Quantifying respiratory tract deposition of airborne graphene nanoplatelets: The impact of plate-like shape and folded structure

Abstract

AbstractThe booming development of commercial products containing graphene nanoplatelets (GNPs) triggers growing concerns over their release into the air. Precise prediction of human respiratory system deposition of airborne GNPs, especially in alveolar region, is very important for inhalation exposure assessment. In this study, the pulmonary deposition of airborne GNPs was predicted by the multiple-path particle dosimetry (MPPD) model with consideration of GNPs plate-like shape and folded structure effect. Different equivalent diameters of GNPs were derived and utilized to describe different deposition mechanisms in the MPPD model. Both of small GNPs (geometric lateral size dg < 0.1 μm) and large GNPs (dg > 10 μm) had high deposition fractions in human respiratory system. The total deposition fractions for 0.1 μm and 30 μm GNPs were 41.6% and 75.6%, respectively. Most of the small GNPs deposited in the alveolar region, while the large GNPs deposited in the head airways.
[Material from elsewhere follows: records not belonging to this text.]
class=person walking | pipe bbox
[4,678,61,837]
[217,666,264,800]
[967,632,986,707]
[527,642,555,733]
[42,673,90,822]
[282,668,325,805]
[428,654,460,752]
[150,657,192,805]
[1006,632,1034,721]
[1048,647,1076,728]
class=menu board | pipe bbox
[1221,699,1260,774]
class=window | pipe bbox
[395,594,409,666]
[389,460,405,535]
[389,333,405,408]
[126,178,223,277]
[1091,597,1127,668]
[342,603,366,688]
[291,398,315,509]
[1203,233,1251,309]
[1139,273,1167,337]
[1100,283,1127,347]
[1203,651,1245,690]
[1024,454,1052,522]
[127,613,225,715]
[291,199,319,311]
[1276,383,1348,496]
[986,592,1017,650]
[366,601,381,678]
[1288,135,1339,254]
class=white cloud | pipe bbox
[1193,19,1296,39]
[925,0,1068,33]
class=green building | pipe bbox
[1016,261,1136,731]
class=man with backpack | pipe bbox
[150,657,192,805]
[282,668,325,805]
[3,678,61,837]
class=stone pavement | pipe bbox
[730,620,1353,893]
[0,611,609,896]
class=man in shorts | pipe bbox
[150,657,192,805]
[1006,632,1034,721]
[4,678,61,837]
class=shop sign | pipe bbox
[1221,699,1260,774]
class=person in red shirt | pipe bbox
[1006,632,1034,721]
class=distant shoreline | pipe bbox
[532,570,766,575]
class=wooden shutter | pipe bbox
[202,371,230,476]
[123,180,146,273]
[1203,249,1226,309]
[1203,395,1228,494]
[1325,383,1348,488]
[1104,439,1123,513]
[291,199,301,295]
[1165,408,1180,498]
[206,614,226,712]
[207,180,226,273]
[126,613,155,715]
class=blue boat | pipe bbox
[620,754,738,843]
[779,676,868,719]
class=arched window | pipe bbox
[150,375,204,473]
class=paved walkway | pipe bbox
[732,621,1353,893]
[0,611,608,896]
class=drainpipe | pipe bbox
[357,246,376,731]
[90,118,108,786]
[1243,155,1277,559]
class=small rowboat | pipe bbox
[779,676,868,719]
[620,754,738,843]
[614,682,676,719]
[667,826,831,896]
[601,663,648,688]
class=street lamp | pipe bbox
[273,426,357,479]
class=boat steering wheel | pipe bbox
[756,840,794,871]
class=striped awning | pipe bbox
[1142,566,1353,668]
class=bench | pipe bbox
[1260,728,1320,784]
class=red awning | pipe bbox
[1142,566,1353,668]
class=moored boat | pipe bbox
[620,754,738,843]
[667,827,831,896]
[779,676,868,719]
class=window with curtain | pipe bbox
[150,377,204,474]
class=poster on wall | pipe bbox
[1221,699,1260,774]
The aerodynamic diameter of GNPs was much smaller than the geometric lateral dimension due to the nanoscale thickness. For GNPs with geometric lateral size of 30 μm, the aerodynamic diameter was 2.98 μm. The small aerodynamic diameter of plate-like GNPs enabled deposition in the alveolar region, and folded GNPs had higher alveolar deposition than planar GNPs. Heavy breathing led to higher GNPs deposition fraction in head airways and lower deposition fractions in the alveolar region than resting breathing. Our results reveal that large GNPs can have small enough aerodynamic diameters to be respirable and deposit beyond the ciliated airways. The plate-like morphology and folded structure of GNPs resulted in higher alveolar deposition compared to spherical particles.